Theorem rexbii2 2505

Description: Inference adding different restricted existential quantifiers to each side of an equivalence. (Contributed by NM, 4-Feb-2004.)

Hypothesis

Ref	Expression
rexbii2.1	|- ( ( x e. A /\ ph ) <-> ( x e. B /\ ps ) )

Assertion

Ref	Expression
rexbii2	|- ( E. x e. A ph <-> E. x e. B ps )

Proof of Theorem rexbii2

Step	Hyp	Ref	Expression
1		rexbii2.1	. . 3 |- ( ( x e. A /\ ph ) <-> ( x e.
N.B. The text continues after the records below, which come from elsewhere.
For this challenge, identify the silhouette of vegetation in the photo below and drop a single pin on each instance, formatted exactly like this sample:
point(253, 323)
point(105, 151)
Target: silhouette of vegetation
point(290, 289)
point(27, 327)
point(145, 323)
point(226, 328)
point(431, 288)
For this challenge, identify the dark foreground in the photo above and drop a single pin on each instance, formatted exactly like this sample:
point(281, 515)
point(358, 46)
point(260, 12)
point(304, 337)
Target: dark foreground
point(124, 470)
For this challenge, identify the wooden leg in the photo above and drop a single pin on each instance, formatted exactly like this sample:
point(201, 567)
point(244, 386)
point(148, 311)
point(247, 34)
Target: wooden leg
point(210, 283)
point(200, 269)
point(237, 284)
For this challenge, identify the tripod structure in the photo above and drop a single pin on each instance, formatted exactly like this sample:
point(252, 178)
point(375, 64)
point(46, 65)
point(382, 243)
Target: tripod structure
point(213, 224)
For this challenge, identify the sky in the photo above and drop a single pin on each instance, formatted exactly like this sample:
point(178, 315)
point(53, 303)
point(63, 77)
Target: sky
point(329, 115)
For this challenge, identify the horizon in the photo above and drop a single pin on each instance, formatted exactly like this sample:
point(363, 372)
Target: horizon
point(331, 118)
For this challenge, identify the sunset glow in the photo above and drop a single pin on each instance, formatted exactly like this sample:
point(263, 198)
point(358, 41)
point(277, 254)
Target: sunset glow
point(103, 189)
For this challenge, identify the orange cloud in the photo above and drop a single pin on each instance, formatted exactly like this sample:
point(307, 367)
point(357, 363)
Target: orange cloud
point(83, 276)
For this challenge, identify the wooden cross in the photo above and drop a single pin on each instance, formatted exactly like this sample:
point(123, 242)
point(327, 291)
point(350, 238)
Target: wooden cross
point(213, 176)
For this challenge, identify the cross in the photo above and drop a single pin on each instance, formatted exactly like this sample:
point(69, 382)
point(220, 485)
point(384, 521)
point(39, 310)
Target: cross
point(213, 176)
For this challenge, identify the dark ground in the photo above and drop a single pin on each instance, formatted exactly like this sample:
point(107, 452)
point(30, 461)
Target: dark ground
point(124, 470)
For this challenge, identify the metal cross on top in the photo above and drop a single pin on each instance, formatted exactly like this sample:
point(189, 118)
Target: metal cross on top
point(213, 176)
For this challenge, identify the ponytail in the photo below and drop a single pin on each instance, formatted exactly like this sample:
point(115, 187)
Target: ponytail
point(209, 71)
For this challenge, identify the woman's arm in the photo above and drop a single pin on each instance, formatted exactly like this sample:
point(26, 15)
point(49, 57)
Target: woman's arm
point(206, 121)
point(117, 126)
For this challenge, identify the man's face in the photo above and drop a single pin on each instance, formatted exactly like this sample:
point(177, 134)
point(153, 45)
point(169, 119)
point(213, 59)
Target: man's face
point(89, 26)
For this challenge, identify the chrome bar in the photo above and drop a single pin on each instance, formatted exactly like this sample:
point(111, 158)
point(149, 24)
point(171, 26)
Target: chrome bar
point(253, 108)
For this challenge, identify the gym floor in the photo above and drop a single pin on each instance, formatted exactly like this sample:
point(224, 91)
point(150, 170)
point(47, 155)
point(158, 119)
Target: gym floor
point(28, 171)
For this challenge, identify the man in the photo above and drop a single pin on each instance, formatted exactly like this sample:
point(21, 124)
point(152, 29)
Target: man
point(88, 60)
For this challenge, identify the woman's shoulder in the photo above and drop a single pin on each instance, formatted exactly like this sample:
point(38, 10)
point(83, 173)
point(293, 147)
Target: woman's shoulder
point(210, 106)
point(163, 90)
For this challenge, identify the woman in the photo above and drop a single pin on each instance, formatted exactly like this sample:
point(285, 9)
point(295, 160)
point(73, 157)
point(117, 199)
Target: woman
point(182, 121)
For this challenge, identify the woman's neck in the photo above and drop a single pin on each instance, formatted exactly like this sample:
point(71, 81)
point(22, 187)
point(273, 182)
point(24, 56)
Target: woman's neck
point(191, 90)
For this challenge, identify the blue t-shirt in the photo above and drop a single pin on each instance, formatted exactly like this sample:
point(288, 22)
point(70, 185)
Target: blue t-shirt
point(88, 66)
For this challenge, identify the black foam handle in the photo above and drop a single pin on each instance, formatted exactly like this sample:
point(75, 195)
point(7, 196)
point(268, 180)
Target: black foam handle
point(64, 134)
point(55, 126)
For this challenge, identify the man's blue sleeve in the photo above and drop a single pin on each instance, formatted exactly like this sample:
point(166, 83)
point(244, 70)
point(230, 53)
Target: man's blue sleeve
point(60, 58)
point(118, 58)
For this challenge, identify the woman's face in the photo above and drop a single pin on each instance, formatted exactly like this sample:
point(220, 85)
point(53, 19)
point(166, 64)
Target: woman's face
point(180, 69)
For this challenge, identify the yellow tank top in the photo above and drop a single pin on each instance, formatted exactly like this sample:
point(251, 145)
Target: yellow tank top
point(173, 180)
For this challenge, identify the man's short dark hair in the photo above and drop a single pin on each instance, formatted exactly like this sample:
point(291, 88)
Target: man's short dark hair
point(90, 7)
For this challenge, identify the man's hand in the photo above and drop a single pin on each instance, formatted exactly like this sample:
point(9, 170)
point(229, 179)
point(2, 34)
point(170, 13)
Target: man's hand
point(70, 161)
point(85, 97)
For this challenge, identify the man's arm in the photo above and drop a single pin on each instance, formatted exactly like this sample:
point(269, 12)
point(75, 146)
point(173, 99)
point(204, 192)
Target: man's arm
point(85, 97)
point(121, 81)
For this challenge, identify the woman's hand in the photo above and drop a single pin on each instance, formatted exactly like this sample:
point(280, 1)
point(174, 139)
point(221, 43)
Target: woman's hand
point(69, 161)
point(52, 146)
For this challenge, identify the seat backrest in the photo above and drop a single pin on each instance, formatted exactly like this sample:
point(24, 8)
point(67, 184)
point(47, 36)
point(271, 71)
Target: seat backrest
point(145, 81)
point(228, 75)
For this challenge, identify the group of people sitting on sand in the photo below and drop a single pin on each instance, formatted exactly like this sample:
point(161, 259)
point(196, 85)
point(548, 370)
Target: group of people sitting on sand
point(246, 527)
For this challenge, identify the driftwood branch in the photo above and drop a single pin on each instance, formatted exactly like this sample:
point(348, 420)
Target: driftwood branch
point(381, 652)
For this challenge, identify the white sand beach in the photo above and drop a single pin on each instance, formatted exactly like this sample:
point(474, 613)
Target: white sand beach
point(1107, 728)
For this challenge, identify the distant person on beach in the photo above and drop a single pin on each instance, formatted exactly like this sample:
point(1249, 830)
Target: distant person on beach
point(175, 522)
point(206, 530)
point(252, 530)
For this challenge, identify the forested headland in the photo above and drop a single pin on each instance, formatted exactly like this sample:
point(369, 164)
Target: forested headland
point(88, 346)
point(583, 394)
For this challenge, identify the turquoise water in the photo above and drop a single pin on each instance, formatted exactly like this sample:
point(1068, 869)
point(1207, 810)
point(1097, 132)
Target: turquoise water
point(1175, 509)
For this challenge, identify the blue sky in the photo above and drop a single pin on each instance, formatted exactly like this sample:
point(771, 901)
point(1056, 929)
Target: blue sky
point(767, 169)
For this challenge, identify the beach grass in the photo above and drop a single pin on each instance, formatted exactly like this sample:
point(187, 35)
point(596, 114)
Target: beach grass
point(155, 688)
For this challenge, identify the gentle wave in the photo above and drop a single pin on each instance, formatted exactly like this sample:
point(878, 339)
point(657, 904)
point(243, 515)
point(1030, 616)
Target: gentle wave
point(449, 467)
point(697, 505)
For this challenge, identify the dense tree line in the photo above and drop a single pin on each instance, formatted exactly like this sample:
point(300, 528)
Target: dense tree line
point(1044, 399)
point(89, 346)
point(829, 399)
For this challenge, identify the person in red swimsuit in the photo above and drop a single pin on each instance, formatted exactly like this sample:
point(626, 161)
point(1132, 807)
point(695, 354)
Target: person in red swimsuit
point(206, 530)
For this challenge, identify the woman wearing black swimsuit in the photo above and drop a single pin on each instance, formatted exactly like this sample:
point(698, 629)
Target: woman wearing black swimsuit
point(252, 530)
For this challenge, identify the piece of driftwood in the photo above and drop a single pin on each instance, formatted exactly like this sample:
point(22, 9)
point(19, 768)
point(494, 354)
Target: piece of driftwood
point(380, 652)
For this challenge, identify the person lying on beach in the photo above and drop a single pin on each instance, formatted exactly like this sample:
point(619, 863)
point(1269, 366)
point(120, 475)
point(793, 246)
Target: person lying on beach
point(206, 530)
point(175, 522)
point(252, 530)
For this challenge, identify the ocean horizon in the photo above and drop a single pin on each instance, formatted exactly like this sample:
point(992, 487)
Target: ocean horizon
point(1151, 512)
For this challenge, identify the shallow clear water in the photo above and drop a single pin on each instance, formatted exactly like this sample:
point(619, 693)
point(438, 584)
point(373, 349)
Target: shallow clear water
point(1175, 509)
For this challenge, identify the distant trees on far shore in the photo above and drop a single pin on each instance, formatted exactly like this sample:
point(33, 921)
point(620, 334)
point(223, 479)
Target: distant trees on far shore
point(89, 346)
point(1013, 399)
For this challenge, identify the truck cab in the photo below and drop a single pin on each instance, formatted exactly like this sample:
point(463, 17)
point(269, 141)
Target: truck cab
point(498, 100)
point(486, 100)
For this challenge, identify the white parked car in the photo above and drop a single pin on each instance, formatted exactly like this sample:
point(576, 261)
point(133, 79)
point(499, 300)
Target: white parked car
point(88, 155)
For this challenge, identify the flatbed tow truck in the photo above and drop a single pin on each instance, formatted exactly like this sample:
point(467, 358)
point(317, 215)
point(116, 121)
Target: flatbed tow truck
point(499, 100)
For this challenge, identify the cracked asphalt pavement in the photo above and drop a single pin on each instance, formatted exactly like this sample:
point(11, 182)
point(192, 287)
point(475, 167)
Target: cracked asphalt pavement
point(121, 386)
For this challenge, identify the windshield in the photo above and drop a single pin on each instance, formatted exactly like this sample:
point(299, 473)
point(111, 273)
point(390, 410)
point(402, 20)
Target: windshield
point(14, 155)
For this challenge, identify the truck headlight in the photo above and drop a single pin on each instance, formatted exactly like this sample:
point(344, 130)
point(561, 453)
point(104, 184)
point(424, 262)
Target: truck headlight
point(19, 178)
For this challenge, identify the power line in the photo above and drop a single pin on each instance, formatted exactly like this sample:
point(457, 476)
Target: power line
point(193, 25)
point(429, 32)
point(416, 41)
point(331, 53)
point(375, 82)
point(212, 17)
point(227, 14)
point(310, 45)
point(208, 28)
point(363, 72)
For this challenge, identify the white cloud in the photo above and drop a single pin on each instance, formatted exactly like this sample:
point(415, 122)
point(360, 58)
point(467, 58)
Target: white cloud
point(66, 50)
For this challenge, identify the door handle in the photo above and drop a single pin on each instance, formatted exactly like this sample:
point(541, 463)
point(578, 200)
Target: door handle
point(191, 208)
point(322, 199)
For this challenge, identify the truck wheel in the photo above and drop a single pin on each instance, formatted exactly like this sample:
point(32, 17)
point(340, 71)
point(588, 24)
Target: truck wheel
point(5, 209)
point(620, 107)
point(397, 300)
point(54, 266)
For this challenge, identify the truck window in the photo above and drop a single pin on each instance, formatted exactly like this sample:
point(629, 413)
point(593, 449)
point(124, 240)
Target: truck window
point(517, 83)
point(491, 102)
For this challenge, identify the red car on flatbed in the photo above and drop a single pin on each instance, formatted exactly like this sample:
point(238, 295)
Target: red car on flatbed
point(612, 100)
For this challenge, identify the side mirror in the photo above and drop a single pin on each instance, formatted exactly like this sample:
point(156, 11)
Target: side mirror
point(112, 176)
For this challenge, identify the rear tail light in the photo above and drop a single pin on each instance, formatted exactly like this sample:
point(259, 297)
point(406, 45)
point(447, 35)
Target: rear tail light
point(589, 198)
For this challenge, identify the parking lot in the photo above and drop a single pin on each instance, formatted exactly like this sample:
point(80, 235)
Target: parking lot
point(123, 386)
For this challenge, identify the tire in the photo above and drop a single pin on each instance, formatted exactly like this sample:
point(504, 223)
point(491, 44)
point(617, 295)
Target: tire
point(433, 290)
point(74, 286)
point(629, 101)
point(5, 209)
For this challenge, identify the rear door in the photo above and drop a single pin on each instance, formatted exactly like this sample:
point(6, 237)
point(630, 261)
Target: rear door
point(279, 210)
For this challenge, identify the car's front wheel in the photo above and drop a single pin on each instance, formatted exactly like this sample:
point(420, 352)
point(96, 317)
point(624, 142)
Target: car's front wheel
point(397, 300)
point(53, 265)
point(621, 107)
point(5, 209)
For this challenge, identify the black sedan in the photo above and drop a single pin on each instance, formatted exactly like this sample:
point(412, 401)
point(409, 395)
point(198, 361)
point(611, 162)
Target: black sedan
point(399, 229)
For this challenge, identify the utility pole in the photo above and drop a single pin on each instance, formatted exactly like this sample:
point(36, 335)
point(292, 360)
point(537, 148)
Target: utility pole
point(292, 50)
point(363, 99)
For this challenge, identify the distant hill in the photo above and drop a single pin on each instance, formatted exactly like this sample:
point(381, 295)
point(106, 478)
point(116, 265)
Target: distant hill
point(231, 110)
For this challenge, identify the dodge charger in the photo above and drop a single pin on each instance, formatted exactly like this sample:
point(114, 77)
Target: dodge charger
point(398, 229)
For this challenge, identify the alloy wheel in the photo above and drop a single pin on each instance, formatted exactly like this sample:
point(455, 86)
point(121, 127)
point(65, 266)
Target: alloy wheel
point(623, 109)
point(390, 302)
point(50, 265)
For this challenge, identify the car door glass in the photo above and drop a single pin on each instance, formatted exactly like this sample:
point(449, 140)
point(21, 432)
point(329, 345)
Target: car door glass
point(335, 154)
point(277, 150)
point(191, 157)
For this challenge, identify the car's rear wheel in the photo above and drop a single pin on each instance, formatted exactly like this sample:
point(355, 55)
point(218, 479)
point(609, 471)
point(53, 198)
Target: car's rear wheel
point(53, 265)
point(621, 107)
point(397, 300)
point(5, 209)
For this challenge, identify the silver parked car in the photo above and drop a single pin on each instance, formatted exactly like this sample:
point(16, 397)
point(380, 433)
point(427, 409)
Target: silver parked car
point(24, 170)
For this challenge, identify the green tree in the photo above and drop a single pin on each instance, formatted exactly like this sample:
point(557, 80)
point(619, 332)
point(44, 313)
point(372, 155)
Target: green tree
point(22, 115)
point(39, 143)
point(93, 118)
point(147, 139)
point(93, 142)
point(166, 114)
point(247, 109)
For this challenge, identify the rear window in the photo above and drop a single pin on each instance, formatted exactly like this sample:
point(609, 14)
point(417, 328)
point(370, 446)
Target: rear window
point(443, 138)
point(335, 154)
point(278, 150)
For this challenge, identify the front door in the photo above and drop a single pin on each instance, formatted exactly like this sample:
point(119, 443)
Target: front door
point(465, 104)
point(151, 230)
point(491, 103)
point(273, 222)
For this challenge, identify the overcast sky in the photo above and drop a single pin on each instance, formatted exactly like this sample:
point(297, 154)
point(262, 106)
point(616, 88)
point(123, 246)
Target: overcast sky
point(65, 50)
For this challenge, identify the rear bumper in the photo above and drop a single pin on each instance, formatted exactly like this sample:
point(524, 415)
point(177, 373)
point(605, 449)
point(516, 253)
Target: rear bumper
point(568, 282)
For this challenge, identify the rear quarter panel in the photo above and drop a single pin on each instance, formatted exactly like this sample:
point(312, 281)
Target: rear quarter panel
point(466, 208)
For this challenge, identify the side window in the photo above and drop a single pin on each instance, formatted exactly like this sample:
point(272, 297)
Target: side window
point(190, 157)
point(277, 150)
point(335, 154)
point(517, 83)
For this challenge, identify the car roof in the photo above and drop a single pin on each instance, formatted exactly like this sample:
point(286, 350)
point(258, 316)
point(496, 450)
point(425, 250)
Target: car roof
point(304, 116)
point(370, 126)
B /\ ps ) )
2	1	exbii 1616	. 2 |- ( E. x ( x e. A /\ ph ) <-> E. x ( x e. B /\ ps ) )
3		df-rex 2478	. 2 |- ( E. x e. A ph <-> E. x ( x e. A /\ ph ) )
4		df-rex 2478	. 2 |- ( E. x e. B ps <-> E. x ( x e. B /\ ps ) )
5	2, 3, 4	3bitr4i 212	1 |- ( E. x e. A ph <-> E. x e. B ps )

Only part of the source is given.